Sarebbe bastato rispondere a queste domande. Invece si è preferito spostare il confronto su altri argomenti, evitando di affrontare il merito delle questioni sollevate. È un’occasione persa, perché i cittadini meritano risposte puntuali sugli atti amministrativi e non un dibattito che cambia continuamente argomento.

Anche sul PRG una precisazione è doverosa.

Le istruttorie delle delibere raccontano con precisione chi ha fatto cosa e quando.

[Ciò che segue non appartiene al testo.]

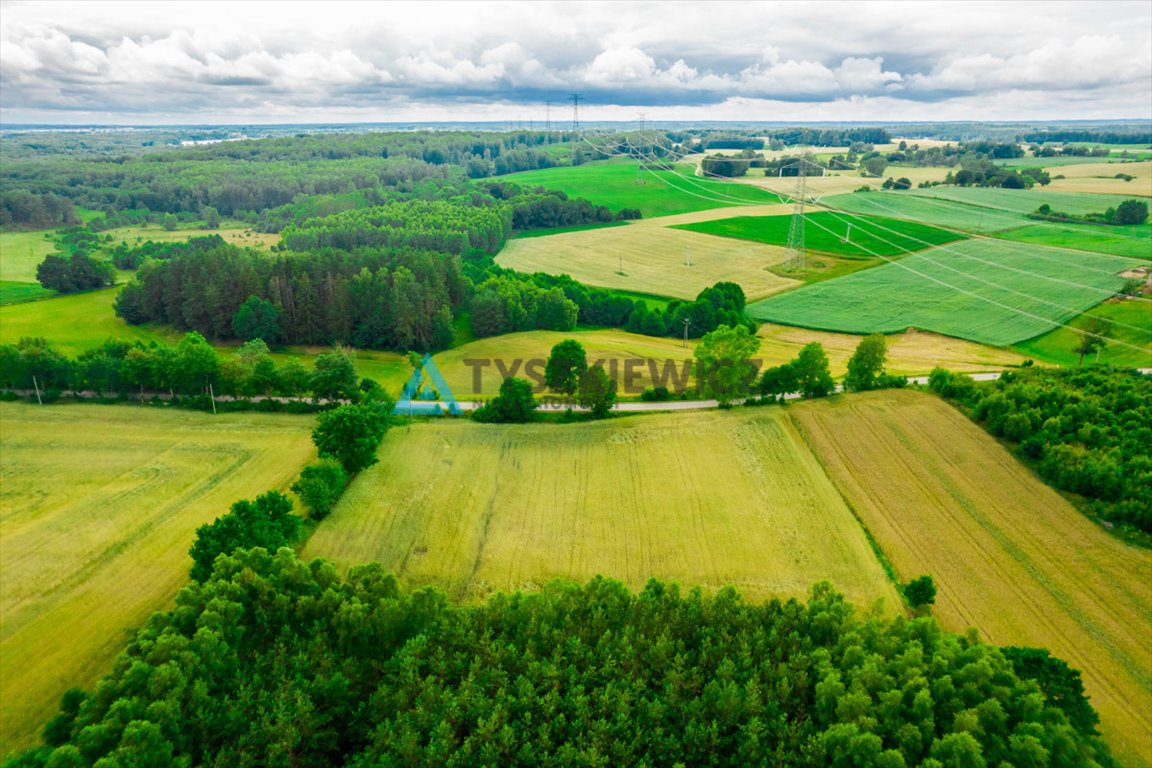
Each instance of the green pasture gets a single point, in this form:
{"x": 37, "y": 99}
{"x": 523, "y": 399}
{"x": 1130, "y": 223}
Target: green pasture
{"x": 983, "y": 290}
{"x": 1022, "y": 200}
{"x": 21, "y": 252}
{"x": 955, "y": 214}
{"x": 828, "y": 233}
{"x": 1131, "y": 327}
{"x": 656, "y": 192}
{"x": 14, "y": 293}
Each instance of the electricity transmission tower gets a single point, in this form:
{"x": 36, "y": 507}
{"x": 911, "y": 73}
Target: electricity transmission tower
{"x": 794, "y": 257}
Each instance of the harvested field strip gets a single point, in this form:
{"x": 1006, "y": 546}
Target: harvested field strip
{"x": 651, "y": 258}
{"x": 97, "y": 511}
{"x": 474, "y": 508}
{"x": 849, "y": 236}
{"x": 980, "y": 289}
{"x": 1009, "y": 555}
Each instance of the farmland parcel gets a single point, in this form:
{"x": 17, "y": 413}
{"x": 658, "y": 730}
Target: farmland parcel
{"x": 703, "y": 499}
{"x": 98, "y": 509}
{"x": 1009, "y": 555}
{"x": 984, "y": 290}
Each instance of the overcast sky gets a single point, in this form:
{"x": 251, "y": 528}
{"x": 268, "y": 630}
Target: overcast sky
{"x": 268, "y": 62}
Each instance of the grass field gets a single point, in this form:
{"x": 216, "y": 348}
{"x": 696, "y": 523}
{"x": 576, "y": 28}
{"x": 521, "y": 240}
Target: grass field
{"x": 955, "y": 214}
{"x": 1131, "y": 325}
{"x": 950, "y": 290}
{"x": 616, "y": 184}
{"x": 81, "y": 321}
{"x": 475, "y": 508}
{"x": 1009, "y": 556}
{"x": 76, "y": 322}
{"x": 1022, "y": 200}
{"x": 646, "y": 256}
{"x": 98, "y": 508}
{"x": 1132, "y": 241}
{"x": 832, "y": 233}
{"x": 909, "y": 354}
{"x": 21, "y": 252}
{"x": 14, "y": 293}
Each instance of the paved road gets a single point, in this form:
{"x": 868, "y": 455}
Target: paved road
{"x": 703, "y": 404}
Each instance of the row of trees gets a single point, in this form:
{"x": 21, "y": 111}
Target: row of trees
{"x": 1129, "y": 212}
{"x": 1088, "y": 431}
{"x": 273, "y": 661}
{"x": 188, "y": 369}
{"x": 373, "y": 298}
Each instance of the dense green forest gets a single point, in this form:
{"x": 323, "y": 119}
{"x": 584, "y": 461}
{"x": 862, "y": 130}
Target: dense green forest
{"x": 245, "y": 179}
{"x": 1089, "y": 431}
{"x": 273, "y": 661}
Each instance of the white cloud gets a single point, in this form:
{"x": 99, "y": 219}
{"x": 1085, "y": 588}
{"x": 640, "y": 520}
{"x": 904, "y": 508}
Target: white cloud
{"x": 183, "y": 58}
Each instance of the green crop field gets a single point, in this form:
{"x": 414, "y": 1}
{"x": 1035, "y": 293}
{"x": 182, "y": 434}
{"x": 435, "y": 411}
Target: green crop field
{"x": 476, "y": 508}
{"x": 21, "y": 252}
{"x": 1131, "y": 327}
{"x": 955, "y": 214}
{"x": 1023, "y": 200}
{"x": 81, "y": 321}
{"x": 1009, "y": 555}
{"x": 977, "y": 289}
{"x": 849, "y": 236}
{"x": 656, "y": 194}
{"x": 98, "y": 508}
{"x": 14, "y": 293}
{"x": 1134, "y": 241}
{"x": 649, "y": 257}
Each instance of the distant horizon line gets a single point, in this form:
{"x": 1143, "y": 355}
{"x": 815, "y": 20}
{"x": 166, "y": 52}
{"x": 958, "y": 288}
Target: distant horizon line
{"x": 560, "y": 126}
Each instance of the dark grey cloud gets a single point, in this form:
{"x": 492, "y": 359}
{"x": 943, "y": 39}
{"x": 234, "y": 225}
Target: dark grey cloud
{"x": 201, "y": 61}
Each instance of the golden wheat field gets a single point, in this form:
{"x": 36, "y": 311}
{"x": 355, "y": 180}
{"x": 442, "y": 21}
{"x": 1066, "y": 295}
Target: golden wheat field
{"x": 702, "y": 499}
{"x": 98, "y": 508}
{"x": 1009, "y": 555}
{"x": 650, "y": 257}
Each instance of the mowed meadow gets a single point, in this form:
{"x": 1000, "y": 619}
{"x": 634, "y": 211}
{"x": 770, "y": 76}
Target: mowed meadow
{"x": 652, "y": 257}
{"x": 98, "y": 507}
{"x": 702, "y": 499}
{"x": 985, "y": 290}
{"x": 1009, "y": 555}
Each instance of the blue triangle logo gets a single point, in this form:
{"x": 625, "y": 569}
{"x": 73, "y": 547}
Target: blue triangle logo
{"x": 426, "y": 393}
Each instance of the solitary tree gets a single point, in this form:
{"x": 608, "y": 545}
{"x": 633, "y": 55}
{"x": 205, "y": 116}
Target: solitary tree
{"x": 921, "y": 592}
{"x": 1093, "y": 339}
{"x": 865, "y": 366}
{"x": 566, "y": 365}
{"x": 334, "y": 375}
{"x": 351, "y": 434}
{"x": 1131, "y": 212}
{"x": 724, "y": 363}
{"x": 812, "y": 373}
{"x": 515, "y": 404}
{"x": 597, "y": 392}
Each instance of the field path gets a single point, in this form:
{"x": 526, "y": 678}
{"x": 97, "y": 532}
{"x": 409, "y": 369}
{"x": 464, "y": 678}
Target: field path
{"x": 1009, "y": 555}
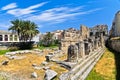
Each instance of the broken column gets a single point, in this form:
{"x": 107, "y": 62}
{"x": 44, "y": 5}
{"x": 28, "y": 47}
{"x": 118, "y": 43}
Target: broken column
{"x": 81, "y": 49}
{"x": 87, "y": 48}
{"x": 72, "y": 53}
{"x": 96, "y": 43}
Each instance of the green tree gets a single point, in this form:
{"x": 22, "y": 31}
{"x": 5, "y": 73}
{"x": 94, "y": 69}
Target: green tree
{"x": 48, "y": 39}
{"x": 26, "y": 30}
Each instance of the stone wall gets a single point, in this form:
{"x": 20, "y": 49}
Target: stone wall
{"x": 114, "y": 44}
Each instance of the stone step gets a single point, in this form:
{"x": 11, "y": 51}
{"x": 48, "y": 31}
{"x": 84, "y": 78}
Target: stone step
{"x": 80, "y": 65}
{"x": 74, "y": 73}
{"x": 83, "y": 70}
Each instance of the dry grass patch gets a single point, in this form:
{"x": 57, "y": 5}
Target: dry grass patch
{"x": 23, "y": 67}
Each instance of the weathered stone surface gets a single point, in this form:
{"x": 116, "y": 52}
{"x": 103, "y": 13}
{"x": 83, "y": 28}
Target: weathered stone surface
{"x": 87, "y": 48}
{"x": 50, "y": 74}
{"x": 44, "y": 63}
{"x": 48, "y": 57}
{"x": 81, "y": 49}
{"x": 115, "y": 30}
{"x": 45, "y": 68}
{"x": 72, "y": 53}
{"x": 16, "y": 57}
{"x": 34, "y": 75}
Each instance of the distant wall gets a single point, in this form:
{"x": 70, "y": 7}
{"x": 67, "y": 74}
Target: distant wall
{"x": 114, "y": 44}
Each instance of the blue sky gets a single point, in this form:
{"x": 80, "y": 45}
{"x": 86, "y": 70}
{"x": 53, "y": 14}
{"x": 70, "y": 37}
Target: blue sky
{"x": 52, "y": 15}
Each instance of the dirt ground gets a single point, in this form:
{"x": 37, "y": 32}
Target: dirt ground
{"x": 22, "y": 68}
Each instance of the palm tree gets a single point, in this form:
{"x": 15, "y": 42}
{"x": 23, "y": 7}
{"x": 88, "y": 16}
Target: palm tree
{"x": 16, "y": 26}
{"x": 26, "y": 30}
{"x": 48, "y": 39}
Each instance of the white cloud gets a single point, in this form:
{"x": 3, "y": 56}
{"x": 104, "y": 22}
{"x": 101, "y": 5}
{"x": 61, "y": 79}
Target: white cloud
{"x": 20, "y": 12}
{"x": 4, "y": 26}
{"x": 58, "y": 15}
{"x": 9, "y": 6}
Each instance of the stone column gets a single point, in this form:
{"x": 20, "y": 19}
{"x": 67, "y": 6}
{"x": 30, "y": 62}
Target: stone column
{"x": 102, "y": 40}
{"x": 3, "y": 37}
{"x": 81, "y": 49}
{"x": 96, "y": 43}
{"x": 8, "y": 37}
{"x": 87, "y": 49}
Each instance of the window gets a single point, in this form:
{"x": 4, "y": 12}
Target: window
{"x": 11, "y": 37}
{"x": 15, "y": 38}
{"x": 6, "y": 37}
{"x": 1, "y": 37}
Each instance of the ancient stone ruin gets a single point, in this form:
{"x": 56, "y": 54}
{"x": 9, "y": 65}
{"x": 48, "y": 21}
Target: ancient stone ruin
{"x": 114, "y": 35}
{"x": 84, "y": 47}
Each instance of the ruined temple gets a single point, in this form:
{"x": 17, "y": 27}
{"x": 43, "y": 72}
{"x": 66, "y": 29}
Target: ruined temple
{"x": 90, "y": 38}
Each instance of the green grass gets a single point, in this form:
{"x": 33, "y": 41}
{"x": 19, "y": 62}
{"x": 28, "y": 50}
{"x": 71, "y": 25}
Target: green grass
{"x": 3, "y": 51}
{"x": 51, "y": 47}
{"x": 94, "y": 76}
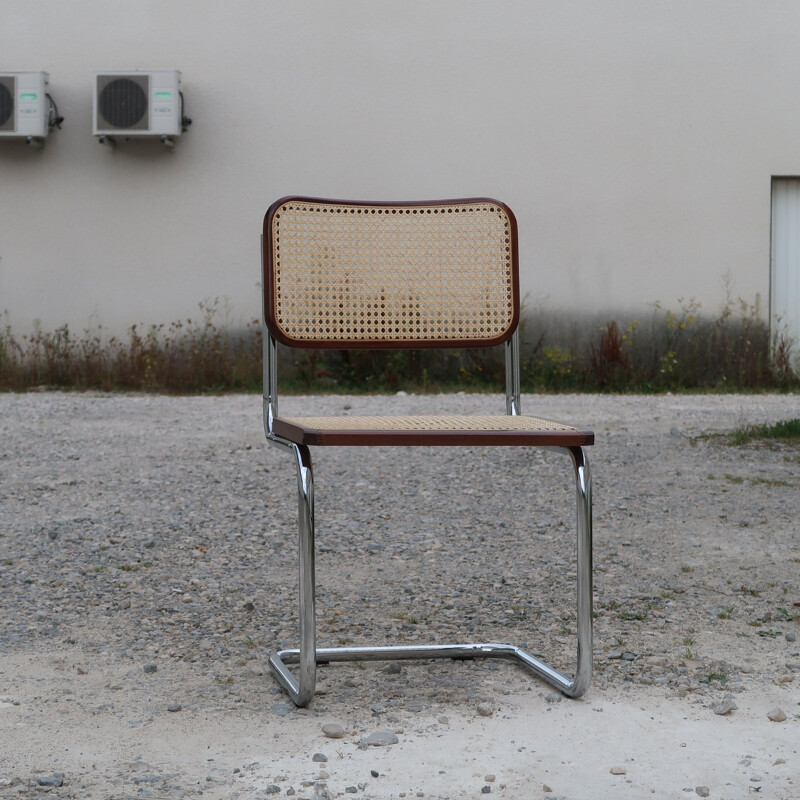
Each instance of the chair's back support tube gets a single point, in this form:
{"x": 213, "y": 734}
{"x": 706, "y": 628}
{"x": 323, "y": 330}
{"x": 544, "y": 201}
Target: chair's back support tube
{"x": 512, "y": 376}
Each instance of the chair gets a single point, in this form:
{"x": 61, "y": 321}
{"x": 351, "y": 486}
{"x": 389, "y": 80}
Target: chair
{"x": 340, "y": 274}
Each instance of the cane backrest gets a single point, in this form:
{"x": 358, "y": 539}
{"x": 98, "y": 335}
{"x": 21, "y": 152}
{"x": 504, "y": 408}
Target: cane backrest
{"x": 346, "y": 275}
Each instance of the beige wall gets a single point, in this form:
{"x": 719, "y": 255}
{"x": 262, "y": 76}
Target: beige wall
{"x": 635, "y": 142}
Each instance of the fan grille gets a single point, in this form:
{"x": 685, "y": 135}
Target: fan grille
{"x": 122, "y": 102}
{"x": 7, "y": 103}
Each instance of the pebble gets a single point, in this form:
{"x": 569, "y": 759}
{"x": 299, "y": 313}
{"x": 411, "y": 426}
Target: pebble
{"x": 333, "y": 730}
{"x": 379, "y": 739}
{"x": 725, "y": 707}
{"x": 54, "y": 780}
{"x": 161, "y": 476}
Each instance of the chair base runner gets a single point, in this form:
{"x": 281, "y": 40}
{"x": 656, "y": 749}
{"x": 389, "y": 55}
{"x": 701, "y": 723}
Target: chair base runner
{"x": 278, "y": 661}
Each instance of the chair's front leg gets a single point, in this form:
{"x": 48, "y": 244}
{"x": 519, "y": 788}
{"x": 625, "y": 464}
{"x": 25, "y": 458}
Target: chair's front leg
{"x": 583, "y": 491}
{"x": 308, "y": 626}
{"x": 302, "y": 688}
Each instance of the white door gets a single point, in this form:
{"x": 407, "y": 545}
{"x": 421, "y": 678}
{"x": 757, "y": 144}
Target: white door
{"x": 785, "y": 261}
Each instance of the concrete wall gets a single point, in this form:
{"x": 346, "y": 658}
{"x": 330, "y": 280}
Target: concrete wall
{"x": 635, "y": 142}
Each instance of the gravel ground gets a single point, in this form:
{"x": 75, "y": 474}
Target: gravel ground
{"x": 148, "y": 568}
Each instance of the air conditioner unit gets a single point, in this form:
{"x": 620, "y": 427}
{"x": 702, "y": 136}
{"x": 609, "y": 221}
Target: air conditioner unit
{"x": 137, "y": 103}
{"x": 24, "y": 105}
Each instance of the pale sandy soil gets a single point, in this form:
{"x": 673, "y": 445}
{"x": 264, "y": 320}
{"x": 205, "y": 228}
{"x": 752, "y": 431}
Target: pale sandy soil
{"x": 151, "y": 531}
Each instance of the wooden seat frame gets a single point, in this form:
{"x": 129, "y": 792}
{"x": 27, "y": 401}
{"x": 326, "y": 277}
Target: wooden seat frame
{"x": 297, "y": 247}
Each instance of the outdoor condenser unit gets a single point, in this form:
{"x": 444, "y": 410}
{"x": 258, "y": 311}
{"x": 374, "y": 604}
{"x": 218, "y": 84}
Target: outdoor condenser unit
{"x": 137, "y": 103}
{"x": 24, "y": 105}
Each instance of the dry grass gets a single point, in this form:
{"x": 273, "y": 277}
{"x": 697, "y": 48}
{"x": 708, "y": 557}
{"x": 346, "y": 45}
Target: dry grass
{"x": 672, "y": 351}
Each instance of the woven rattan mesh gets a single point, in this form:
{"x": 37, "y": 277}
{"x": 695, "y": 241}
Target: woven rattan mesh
{"x": 422, "y": 423}
{"x": 375, "y": 273}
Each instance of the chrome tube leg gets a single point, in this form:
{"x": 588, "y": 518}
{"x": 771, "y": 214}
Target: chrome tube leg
{"x": 301, "y": 688}
{"x": 583, "y": 490}
{"x": 307, "y": 670}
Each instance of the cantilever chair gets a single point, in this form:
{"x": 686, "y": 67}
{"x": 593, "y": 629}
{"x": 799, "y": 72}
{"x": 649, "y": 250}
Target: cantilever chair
{"x": 441, "y": 274}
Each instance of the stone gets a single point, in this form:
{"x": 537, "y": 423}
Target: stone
{"x": 379, "y": 739}
{"x": 725, "y": 707}
{"x": 56, "y": 779}
{"x": 333, "y": 730}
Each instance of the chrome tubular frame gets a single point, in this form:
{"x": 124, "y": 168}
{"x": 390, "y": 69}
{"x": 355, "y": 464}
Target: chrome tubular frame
{"x": 307, "y": 656}
{"x": 512, "y": 375}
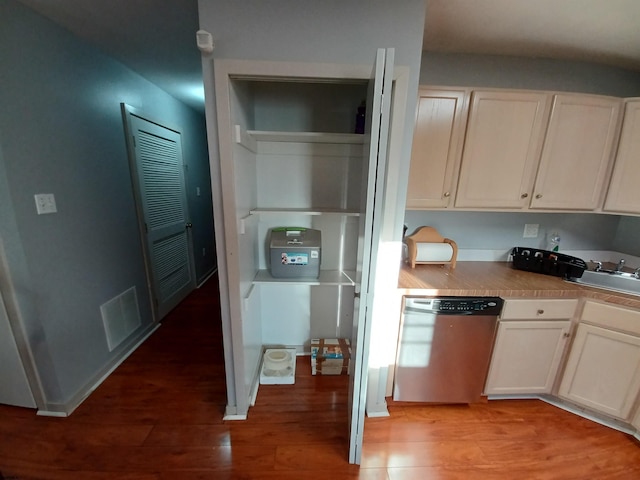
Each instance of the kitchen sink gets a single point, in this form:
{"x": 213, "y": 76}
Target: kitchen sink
{"x": 617, "y": 281}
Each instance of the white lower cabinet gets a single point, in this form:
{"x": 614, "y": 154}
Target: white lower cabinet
{"x": 603, "y": 367}
{"x": 526, "y": 356}
{"x": 531, "y": 339}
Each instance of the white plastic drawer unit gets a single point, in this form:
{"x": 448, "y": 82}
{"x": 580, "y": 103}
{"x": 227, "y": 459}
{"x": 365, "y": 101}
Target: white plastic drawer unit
{"x": 541, "y": 309}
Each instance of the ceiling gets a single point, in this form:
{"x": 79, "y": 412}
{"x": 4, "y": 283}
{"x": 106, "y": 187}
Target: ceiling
{"x": 157, "y": 39}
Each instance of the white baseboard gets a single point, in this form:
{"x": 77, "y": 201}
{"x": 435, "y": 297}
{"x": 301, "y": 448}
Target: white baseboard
{"x": 66, "y": 409}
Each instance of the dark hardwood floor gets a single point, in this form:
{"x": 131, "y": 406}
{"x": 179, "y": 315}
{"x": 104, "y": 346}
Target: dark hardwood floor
{"x": 159, "y": 416}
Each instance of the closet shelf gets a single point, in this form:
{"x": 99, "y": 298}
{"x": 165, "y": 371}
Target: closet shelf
{"x": 306, "y": 137}
{"x": 327, "y": 277}
{"x": 306, "y": 211}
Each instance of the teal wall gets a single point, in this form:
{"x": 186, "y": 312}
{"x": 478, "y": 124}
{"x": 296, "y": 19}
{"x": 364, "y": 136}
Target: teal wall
{"x": 61, "y": 132}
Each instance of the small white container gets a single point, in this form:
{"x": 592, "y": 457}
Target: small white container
{"x": 278, "y": 366}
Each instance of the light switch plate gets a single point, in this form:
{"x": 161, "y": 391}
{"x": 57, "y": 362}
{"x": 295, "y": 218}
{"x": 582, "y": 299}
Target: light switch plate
{"x": 45, "y": 203}
{"x": 530, "y": 230}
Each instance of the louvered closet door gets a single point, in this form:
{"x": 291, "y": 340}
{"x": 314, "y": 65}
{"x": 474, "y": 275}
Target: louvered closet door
{"x": 162, "y": 192}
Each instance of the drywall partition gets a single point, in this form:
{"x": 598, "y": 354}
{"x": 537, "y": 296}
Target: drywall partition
{"x": 335, "y": 32}
{"x": 61, "y": 132}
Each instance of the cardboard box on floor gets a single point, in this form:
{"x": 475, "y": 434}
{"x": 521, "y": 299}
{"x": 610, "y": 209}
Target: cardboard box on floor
{"x": 330, "y": 356}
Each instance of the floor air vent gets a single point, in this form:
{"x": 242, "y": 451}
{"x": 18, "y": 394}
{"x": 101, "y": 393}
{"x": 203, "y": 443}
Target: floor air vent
{"x": 121, "y": 317}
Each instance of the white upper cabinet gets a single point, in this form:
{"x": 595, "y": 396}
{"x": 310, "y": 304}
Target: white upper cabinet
{"x": 502, "y": 147}
{"x": 437, "y": 147}
{"x": 624, "y": 190}
{"x": 577, "y": 153}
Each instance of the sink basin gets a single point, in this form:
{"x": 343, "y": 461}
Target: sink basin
{"x": 618, "y": 282}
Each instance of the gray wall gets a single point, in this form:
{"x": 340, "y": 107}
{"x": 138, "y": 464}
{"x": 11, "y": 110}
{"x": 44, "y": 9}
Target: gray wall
{"x": 501, "y": 231}
{"x": 486, "y": 230}
{"x": 491, "y": 71}
{"x": 61, "y": 132}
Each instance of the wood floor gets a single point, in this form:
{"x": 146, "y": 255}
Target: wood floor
{"x": 159, "y": 416}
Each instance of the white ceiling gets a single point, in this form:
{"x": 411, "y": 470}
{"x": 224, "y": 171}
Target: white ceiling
{"x": 157, "y": 39}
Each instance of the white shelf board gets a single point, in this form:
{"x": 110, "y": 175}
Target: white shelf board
{"x": 306, "y": 211}
{"x": 327, "y": 277}
{"x": 306, "y": 137}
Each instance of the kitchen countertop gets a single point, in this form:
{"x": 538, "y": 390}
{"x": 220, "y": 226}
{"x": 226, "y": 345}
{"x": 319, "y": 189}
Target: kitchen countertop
{"x": 498, "y": 279}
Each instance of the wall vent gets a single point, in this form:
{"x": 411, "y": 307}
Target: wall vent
{"x": 120, "y": 317}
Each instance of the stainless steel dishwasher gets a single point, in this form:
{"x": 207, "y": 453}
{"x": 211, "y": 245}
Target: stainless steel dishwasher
{"x": 444, "y": 348}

È lì che si trovano gli atti, le conferenze di servizi, le convenzioni, i pareri e i documenti protocollati, naturalmente a condizione che vengano richiamati integralmente.

Per quanto riguarda Piazza del Mercato, proprio la mancata sottoscrizione della convenzione da parte dell’attuatore rese necessario revocare il piano approvato, per consentire all’amministrazione successiva di ripartire con una nuova pianificazione. Quella nuova proposta di piano è stata presentata il 31 luglio 2025. Ad oggi, però, non risultano ulteriori sviluppi. Attendiamo con fiducia che venga portata all’approvazione definitiva.

Quanto al PRG, è vero: lo abbiamo consegnato ancora “minorenne”. Ma, come tutti i bambini, era privo di cattive abitudini. L’auspicio è che il percorso verso il PRG definitivo avvenga mantenendo quella qualità e con la massima trasparenza, rendendo chiari ai cittadini i criteri con cui saranno confermate, modificate o escluse le aree trasformabili previste nel piano adottato nel 2023.

Infine, sulla responsabilità dei risultati, non c’è alcuna discussione. Ogni amministrazione risponde del proprio operato. Così è stato per quelle che ci hanno preceduto. Così è stato per le nostre. Così sarà per quella attuale.

A ognuno le proprie soddisfazioni. E, inevitabilmente, anche le proprie responsabilità, non esistono supereroi.